Occasionally, we need to un-escape HTML codes in text. If text contains HTML codes, they are replaced with replacements, which, by default, describe replacements for "&amp;", "&lt;", and "&gt;" ("&", "<", and ">", respectively).

Usage

replace_html_codes(
  text,
  replacements = list(c("&amp;", "&"), c("&lt;", "<"), c("&gt;", ">"))
)

Arguments

text

a vector (or one-dimensional list) of character strings

replacements

a list of string pairs. Each pair consists of encoded string and unencoded string, in that order.
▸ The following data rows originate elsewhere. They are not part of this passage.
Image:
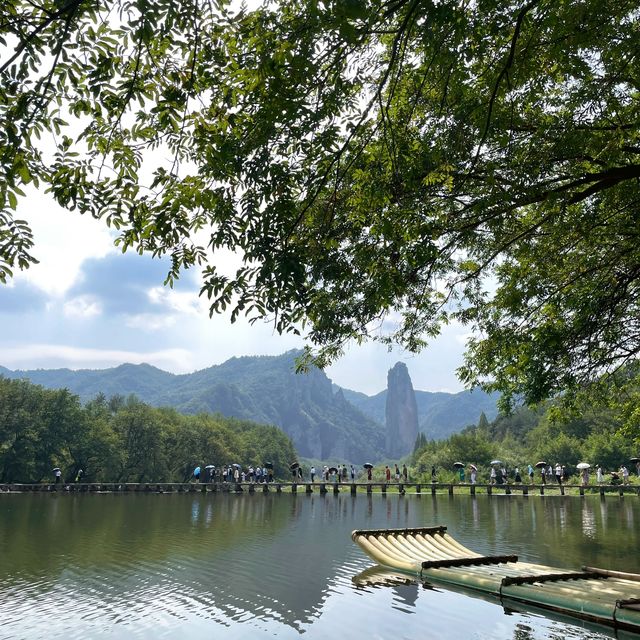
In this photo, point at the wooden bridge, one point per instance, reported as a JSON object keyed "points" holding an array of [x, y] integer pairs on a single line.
{"points": [[384, 488]]}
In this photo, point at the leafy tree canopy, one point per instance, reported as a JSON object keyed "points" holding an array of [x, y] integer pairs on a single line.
{"points": [[403, 160]]}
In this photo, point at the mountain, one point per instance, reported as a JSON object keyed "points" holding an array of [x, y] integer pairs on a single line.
{"points": [[401, 412], [325, 422], [439, 414], [319, 420]]}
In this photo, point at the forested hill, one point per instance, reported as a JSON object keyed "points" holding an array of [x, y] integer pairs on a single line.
{"points": [[323, 420], [439, 414], [321, 423]]}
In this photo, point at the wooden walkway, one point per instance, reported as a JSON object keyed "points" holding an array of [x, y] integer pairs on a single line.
{"points": [[322, 488]]}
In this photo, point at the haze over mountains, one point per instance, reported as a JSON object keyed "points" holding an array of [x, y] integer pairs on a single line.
{"points": [[324, 421]]}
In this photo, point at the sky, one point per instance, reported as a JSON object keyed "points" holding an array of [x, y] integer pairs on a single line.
{"points": [[86, 305]]}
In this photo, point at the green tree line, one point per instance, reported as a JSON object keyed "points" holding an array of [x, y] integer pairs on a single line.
{"points": [[122, 439], [589, 433]]}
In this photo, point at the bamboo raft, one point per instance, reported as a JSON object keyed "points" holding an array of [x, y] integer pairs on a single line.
{"points": [[596, 595]]}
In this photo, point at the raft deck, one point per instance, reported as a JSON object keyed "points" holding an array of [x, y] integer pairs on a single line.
{"points": [[597, 595]]}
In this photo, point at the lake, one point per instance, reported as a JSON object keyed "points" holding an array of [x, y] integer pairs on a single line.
{"points": [[281, 565]]}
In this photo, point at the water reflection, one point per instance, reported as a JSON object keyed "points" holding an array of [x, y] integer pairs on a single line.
{"points": [[172, 565]]}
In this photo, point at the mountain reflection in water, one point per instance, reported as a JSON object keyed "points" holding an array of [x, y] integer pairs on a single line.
{"points": [[120, 566]]}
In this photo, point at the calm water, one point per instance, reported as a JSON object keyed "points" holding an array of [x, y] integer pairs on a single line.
{"points": [[249, 566]]}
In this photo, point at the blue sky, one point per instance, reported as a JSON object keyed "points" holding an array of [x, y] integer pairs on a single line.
{"points": [[87, 305]]}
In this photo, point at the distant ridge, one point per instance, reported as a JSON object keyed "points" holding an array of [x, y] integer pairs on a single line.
{"points": [[323, 420]]}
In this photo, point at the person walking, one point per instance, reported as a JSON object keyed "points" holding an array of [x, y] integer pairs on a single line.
{"points": [[624, 472], [584, 476]]}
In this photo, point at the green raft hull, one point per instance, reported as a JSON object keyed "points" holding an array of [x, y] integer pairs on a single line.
{"points": [[604, 597]]}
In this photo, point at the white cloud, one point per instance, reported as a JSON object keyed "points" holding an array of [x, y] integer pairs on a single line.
{"points": [[151, 322], [117, 315], [82, 307], [63, 240], [34, 355]]}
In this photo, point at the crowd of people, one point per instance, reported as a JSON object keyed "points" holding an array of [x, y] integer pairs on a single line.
{"points": [[558, 474]]}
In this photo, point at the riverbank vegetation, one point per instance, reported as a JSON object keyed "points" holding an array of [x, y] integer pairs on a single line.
{"points": [[598, 434], [121, 439]]}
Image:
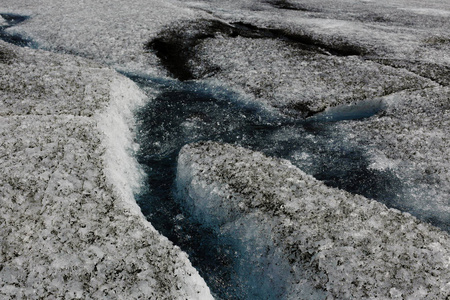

Default is list(c("&amp;", "&"), c("&lt;", "<"), c("&gt;", ">"))

Value

If text is a vector, a vector of un-encoded strings. If text is a list of strings, a list of un-encoded strings of same structure. If possible, an outgoing list has simplified structure, even to the point of conversion to vector.

Details

HTML codes can arrive in text read from an Excel file by the openxlsx package due to a bug documented here.

Examples

replace_html_codes(list("a", "&amp;", "&lt;", "&gt;", "bcd"))
#> [1] "a"   "&"   "<"   ">"   "bcd"
replace_html_codes(list(c("&amp;", "&amp;"), c("&lt;", "&lt;"), c("&gt;", "&gt;")))
#> [[1]]
#> [1] "&" "&"
#> 
#> [[2]]
#> [1] "<" "<"
#> 
#> [[3]]
#> [1] ">" ">"
#>